The Skunk2 74mm throttle body delivered a gain of 3 hp and 2 lb-ft of torque through the low- and mid-range. The dyno also recorded top-end gains of 3 hp and 3 lb-ft of torque at 7,500 rpm. You might consider the Skunk2 throttle body excessive in size, but consider that once you start diving into internal engine work, such as larger cams and higher-compression pistons, the air demands increase greatly, thus benefiting power even more.
Skunk2 Pro Series Intake Manifold
Intake manifold, throttle body gasket, mounting hardware, stickers, instructions
10-, 12-, and 14mm sockets, 10-, 12-, and 14mm open-end wrenches, ratchet, extension, crescent wrench, pliers
Skunk2’s Pro Series intake manifold is a direct-fit replacement for all K20/K24 engines, and the design was inspired by the popular ’06-10 Civic Si’s RBC intake manifold. The Pro Series manifold features shorter length runners and a larger intake plenum in comparison to the RBC manifold. The Skunk2 manifold is cast with thicker walls to allow porting as horsepower demands increase with additional bolt-ons. The manifold is compatible with TBs up to 76mm while its unique runner design allows ample hood and core support clearance on ’88-’05 Civics and ’90-’01 Integras with K-series swaps.
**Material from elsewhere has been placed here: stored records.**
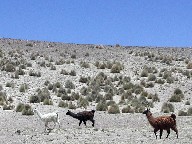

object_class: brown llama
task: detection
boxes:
[66,110,95,127]
[143,109,178,139]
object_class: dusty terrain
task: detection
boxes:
[0,39,192,144]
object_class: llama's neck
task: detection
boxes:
[69,111,78,119]
[35,110,43,119]
[146,113,155,127]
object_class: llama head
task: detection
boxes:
[66,110,70,115]
[91,110,95,114]
[143,108,151,114]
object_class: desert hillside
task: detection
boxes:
[0,38,192,144]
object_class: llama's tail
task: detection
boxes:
[91,110,95,114]
[171,114,176,120]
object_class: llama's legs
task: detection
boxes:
[57,120,60,128]
[154,129,159,139]
[44,122,48,131]
[171,127,178,138]
[160,129,163,139]
[90,119,95,127]
[166,129,170,138]
[83,121,87,126]
[79,120,82,126]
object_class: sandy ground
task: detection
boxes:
[0,39,192,144]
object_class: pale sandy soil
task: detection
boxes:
[0,39,192,144]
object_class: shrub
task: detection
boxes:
[107,100,116,106]
[187,107,192,116]
[161,102,174,113]
[169,94,182,102]
[69,70,76,76]
[71,54,76,59]
[156,79,165,84]
[48,84,53,90]
[71,92,80,100]
[6,82,14,88]
[26,43,33,47]
[5,63,16,72]
[145,82,154,88]
[61,94,71,101]
[58,101,68,108]
[16,103,24,112]
[60,69,69,75]
[152,94,160,102]
[68,102,76,109]
[141,69,148,77]
[111,64,121,73]
[104,93,113,100]
[29,95,41,103]
[38,88,51,102]
[77,97,89,109]
[0,92,7,105]
[22,104,34,115]
[51,65,56,70]
[108,104,120,114]
[166,76,175,84]
[79,76,88,83]
[65,80,75,89]
[55,82,61,88]
[122,106,134,113]
[148,74,156,81]
[96,101,107,111]
[80,86,89,96]
[178,110,187,116]
[19,84,28,92]
[174,88,183,95]
[185,101,190,105]
[80,61,90,68]
[44,80,50,86]
[187,62,192,69]
[3,104,14,110]
[43,99,53,105]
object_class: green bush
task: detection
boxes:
[5,63,16,72]
[37,88,51,102]
[16,103,24,112]
[96,101,107,111]
[148,74,156,81]
[122,106,134,113]
[3,104,14,110]
[69,70,76,76]
[187,62,192,69]
[77,97,89,109]
[156,79,165,84]
[79,76,88,83]
[161,102,175,113]
[169,94,182,102]
[111,64,121,73]
[68,102,76,109]
[187,107,192,116]
[58,101,68,108]
[43,99,53,105]
[65,80,75,89]
[108,104,120,114]
[174,88,183,95]
[60,69,69,75]
[80,61,90,68]
[178,110,187,116]
[185,101,190,105]
[29,95,41,103]
[22,104,34,115]
[19,84,28,92]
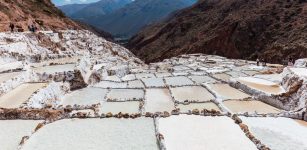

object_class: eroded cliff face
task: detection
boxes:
[0,0,80,32]
[127,0,307,63]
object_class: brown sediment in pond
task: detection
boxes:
[223,100,280,114]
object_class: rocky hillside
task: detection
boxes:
[89,0,196,37]
[128,0,307,63]
[0,0,79,31]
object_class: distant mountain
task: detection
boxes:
[0,0,80,31]
[59,0,133,22]
[127,0,307,63]
[91,0,197,37]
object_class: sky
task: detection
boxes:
[52,0,99,6]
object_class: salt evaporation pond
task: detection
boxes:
[237,77,285,95]
[62,87,108,106]
[22,118,158,150]
[159,115,257,150]
[241,117,307,150]
[142,78,165,88]
[171,86,214,102]
[107,89,144,101]
[0,72,22,83]
[0,83,47,108]
[0,120,43,150]
[206,84,251,100]
[176,102,220,112]
[165,76,193,86]
[100,101,140,114]
[145,89,175,112]
[223,100,280,114]
[189,76,216,84]
[33,64,75,74]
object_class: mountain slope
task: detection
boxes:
[0,0,79,31]
[89,0,196,36]
[65,0,132,21]
[127,0,307,62]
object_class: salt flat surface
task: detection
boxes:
[22,118,158,150]
[176,102,220,112]
[145,89,175,112]
[101,101,140,114]
[206,84,251,100]
[0,72,22,83]
[142,78,165,88]
[171,86,214,102]
[165,76,193,86]
[0,83,47,108]
[128,80,145,88]
[33,64,75,74]
[223,100,280,114]
[62,87,108,106]
[238,77,285,94]
[290,68,307,77]
[212,73,231,82]
[107,89,144,101]
[189,76,217,84]
[159,115,257,150]
[0,120,43,150]
[241,117,307,150]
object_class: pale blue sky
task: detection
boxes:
[52,0,99,6]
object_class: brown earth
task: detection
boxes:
[0,0,80,32]
[127,0,307,63]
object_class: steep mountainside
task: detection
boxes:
[0,0,79,31]
[127,0,307,62]
[59,0,132,21]
[89,0,196,37]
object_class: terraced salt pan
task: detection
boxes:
[171,86,214,103]
[33,64,75,74]
[176,102,220,112]
[212,73,231,82]
[0,120,43,150]
[62,87,108,106]
[128,80,145,88]
[142,78,165,88]
[0,72,22,83]
[206,84,251,100]
[145,89,175,113]
[241,117,307,150]
[107,89,144,101]
[238,77,285,94]
[22,118,158,150]
[223,100,280,114]
[165,76,193,86]
[159,115,257,150]
[100,101,140,114]
[0,83,47,108]
[189,76,217,84]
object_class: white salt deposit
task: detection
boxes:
[62,87,108,106]
[159,115,257,150]
[0,120,43,150]
[171,86,214,102]
[145,89,175,113]
[107,89,144,101]
[241,117,307,150]
[22,118,158,150]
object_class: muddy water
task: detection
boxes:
[0,72,22,83]
[223,100,280,114]
[177,102,220,112]
[238,77,285,94]
[208,84,250,99]
[171,86,214,102]
[0,83,47,108]
[145,89,175,113]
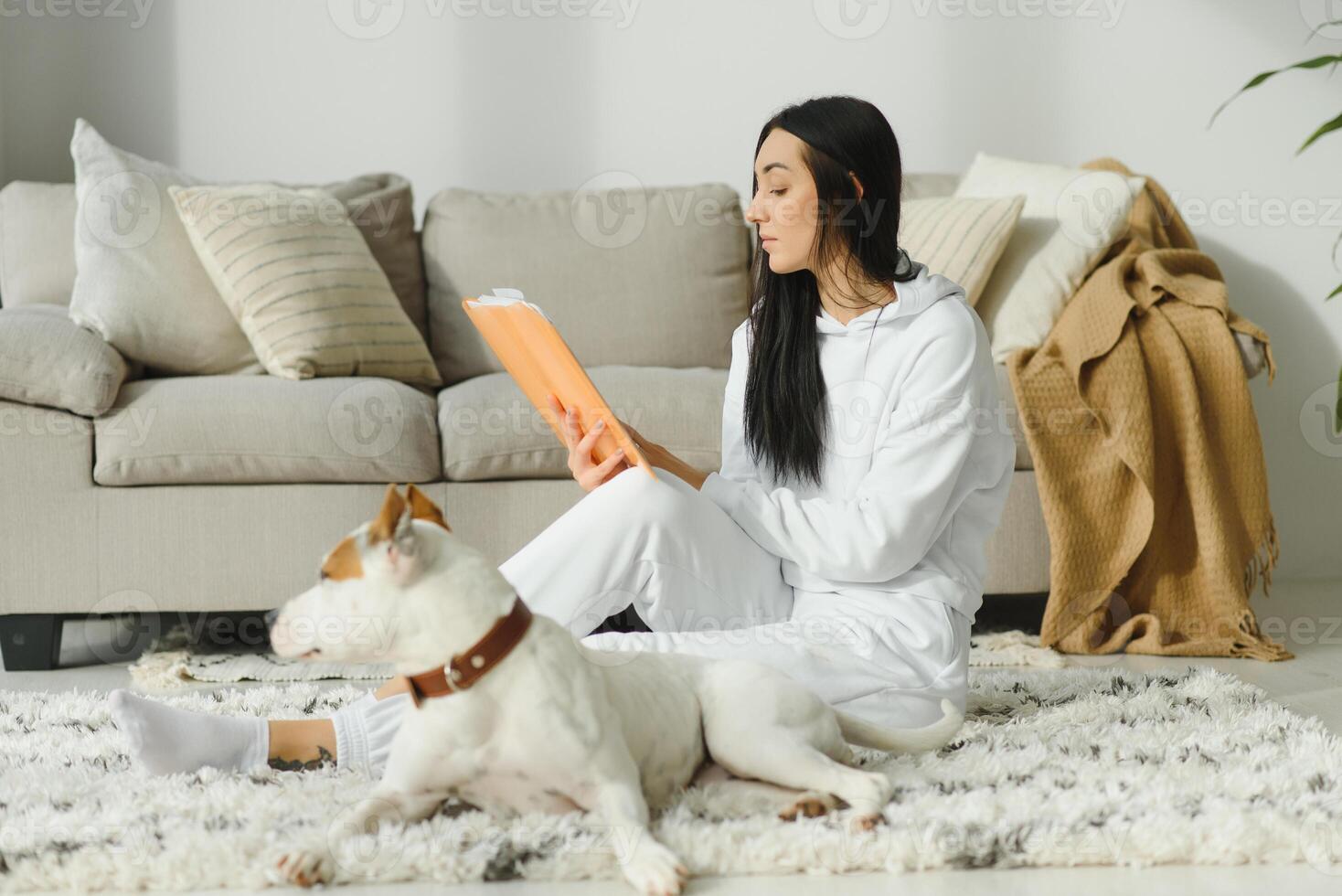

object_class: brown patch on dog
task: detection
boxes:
[405,485,453,531]
[778,792,839,821]
[322,538,364,582]
[367,483,405,545]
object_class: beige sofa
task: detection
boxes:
[0,175,1049,669]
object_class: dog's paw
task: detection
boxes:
[848,812,886,835]
[778,790,841,821]
[624,837,690,896]
[275,849,336,887]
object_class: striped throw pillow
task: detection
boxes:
[168,184,442,387]
[900,196,1026,304]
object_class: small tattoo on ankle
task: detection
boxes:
[270,747,336,772]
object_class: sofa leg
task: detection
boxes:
[0,613,64,672]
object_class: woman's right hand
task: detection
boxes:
[549,393,629,491]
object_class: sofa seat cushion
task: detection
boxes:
[94,376,442,485]
[993,364,1035,469]
[438,365,728,482]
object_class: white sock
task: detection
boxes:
[332,692,413,778]
[107,689,270,775]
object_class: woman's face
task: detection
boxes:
[746,127,818,273]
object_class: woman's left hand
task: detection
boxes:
[620,420,708,488]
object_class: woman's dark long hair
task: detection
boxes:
[743,97,914,485]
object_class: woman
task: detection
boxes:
[112,97,1015,775]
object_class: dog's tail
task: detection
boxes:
[835,700,964,752]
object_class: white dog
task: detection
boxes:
[272,485,963,895]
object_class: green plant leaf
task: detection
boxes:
[1305,19,1342,43]
[1333,370,1342,433]
[1207,54,1342,127]
[1295,114,1342,155]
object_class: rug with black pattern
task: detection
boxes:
[0,667,1342,892]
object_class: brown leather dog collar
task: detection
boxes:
[410,597,531,707]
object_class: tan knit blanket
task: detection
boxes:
[1006,158,1291,660]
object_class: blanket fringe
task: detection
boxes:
[1230,608,1295,663]
[1244,517,1282,601]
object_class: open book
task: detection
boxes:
[462,287,657,479]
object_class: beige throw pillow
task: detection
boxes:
[900,196,1026,304]
[168,184,442,387]
[955,153,1146,364]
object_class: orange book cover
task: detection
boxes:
[462,288,657,479]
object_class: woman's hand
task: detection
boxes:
[549,394,632,491]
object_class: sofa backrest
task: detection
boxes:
[0,173,960,372]
[0,181,75,308]
[422,184,751,384]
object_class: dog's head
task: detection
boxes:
[270,485,514,672]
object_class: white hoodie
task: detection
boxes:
[702,261,1016,618]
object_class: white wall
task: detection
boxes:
[0,0,1342,577]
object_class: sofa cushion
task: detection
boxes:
[0,304,127,417]
[0,181,75,308]
[900,196,1026,304]
[993,364,1035,469]
[900,172,961,201]
[69,120,429,374]
[438,365,728,482]
[955,152,1146,362]
[424,184,751,386]
[316,173,428,341]
[168,184,442,387]
[94,376,442,485]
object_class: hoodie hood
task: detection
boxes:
[816,259,964,336]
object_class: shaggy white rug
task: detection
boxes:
[130,629,1067,691]
[0,668,1342,892]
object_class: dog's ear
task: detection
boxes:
[367,483,407,545]
[405,485,453,531]
[367,485,420,585]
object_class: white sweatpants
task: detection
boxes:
[336,468,970,773]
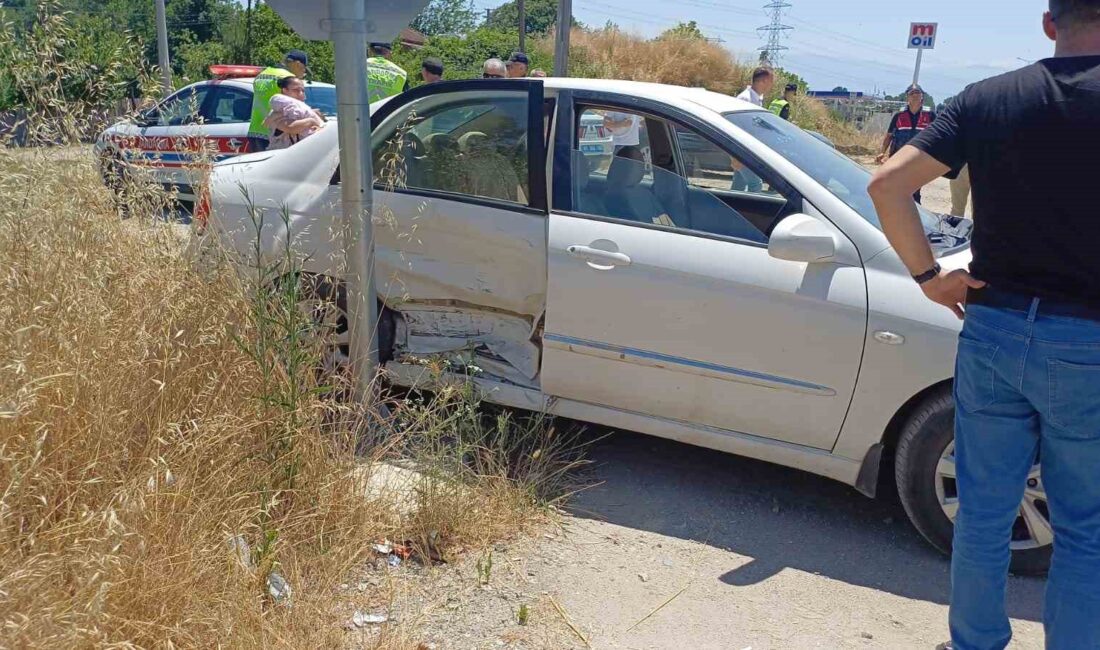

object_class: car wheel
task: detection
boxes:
[894,389,1054,575]
[298,274,396,384]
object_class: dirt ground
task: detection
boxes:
[358,433,1045,650]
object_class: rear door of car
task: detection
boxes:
[542,91,867,449]
[332,79,547,386]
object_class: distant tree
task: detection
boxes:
[409,0,477,36]
[657,21,706,41]
[484,0,582,34]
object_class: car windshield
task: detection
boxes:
[306,85,337,115]
[725,111,969,247]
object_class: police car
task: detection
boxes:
[95,65,337,202]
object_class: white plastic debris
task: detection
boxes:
[226,535,255,569]
[351,610,389,627]
[267,569,294,607]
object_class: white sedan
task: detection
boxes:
[94,65,337,201]
[202,78,1053,573]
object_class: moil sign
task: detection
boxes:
[909,23,939,49]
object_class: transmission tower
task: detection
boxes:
[757,0,794,66]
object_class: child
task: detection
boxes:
[264,77,325,150]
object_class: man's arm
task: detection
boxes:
[867,145,986,318]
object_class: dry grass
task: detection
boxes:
[535,29,881,154]
[0,7,575,648]
[536,29,752,93]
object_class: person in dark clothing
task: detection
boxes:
[869,0,1100,650]
[877,84,936,203]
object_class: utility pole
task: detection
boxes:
[156,0,172,97]
[244,0,252,63]
[757,0,794,66]
[329,0,378,399]
[553,0,573,77]
[516,0,527,52]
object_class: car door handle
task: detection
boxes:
[565,244,630,266]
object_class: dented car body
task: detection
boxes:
[204,74,1047,563]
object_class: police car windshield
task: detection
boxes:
[725,111,943,236]
[306,84,337,115]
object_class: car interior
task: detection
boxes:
[572,108,801,243]
[374,99,528,205]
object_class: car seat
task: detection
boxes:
[573,151,607,217]
[233,97,252,122]
[604,146,666,223]
[418,133,463,192]
[459,131,519,201]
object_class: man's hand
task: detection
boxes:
[921,268,986,320]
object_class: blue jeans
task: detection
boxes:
[950,300,1100,650]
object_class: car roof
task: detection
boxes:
[180,77,336,90]
[542,77,762,113]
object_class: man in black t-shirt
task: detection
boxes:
[876,84,936,203]
[869,5,1100,650]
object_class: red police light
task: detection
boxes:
[210,64,263,79]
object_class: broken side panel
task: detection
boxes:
[374,191,547,387]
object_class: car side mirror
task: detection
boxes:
[768,214,837,264]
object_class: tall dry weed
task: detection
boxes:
[0,3,575,648]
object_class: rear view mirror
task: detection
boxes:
[768,214,837,264]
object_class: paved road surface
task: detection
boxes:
[409,433,1045,650]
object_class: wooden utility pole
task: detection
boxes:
[156,0,172,97]
[244,0,252,64]
[516,0,527,52]
[553,0,573,77]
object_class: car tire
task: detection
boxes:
[290,274,397,372]
[894,388,1053,575]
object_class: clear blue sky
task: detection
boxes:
[475,0,1054,100]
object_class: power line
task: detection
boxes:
[757,0,794,66]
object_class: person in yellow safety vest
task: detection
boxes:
[768,84,799,122]
[249,49,309,144]
[366,43,409,103]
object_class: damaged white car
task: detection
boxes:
[202,79,1053,572]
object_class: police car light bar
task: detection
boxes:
[210,65,264,79]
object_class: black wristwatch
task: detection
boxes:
[913,263,943,285]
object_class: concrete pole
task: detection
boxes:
[516,0,527,52]
[553,0,573,77]
[156,0,172,97]
[329,0,378,399]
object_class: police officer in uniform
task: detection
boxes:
[249,49,309,151]
[366,43,409,103]
[768,84,799,122]
[876,84,936,203]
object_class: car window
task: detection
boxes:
[373,90,530,206]
[306,82,337,115]
[156,86,210,126]
[202,86,252,124]
[725,111,942,234]
[572,107,787,243]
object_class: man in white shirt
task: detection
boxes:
[604,111,641,151]
[737,67,776,108]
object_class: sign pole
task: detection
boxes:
[329,0,378,399]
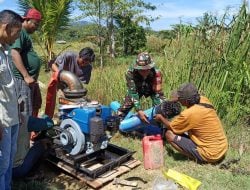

Installing the new manifold requires transferring a slew of components, including the fuel injectors, the fuel rail, and TPS sensor to name a few, which can leak or become damaged if not removed/installed carefully.
A series of dyno pulls after installing the intake manifold and 74mm TB combo revealed that our 2.0L engine had lost a maximum 4 hp and 4 lb-ft of torque from 4,500 to 8,000 rpm. Why the horsepower loss you ask? Plain and simple, this manifold really likes aftermarket cams, higher-compression pistons, etc., which we lacked in our engine. “K-series engines are pretty sophisticated (compared to B- or D-series engines), and the days of slapping on a bigger manifold and making instant power are long gone,” states Skunk2 Communications Director Aaron Bonk. “It’s all about using the right combination of parts, including a set of larger-profile camshafts and tuning to make power with the K-series engines.” The RBC manifold has been known to develop good horsepower gains as a single bolt-on, but run out of steam as other mods are added, unlike the Skunk2 manifold which can be beneficial to gaining power with future engine modifications. The Skunk2 manifold gained power in the high-rpm range due to the better flow characteristics of the manifold compared to the stock RBC manifold. Even though power did drop off at the early stages of the pull, the Skunk2 manifold made up for the loss by gaining 10 hp and 5 lb-ft of torque over our factory manifold up top.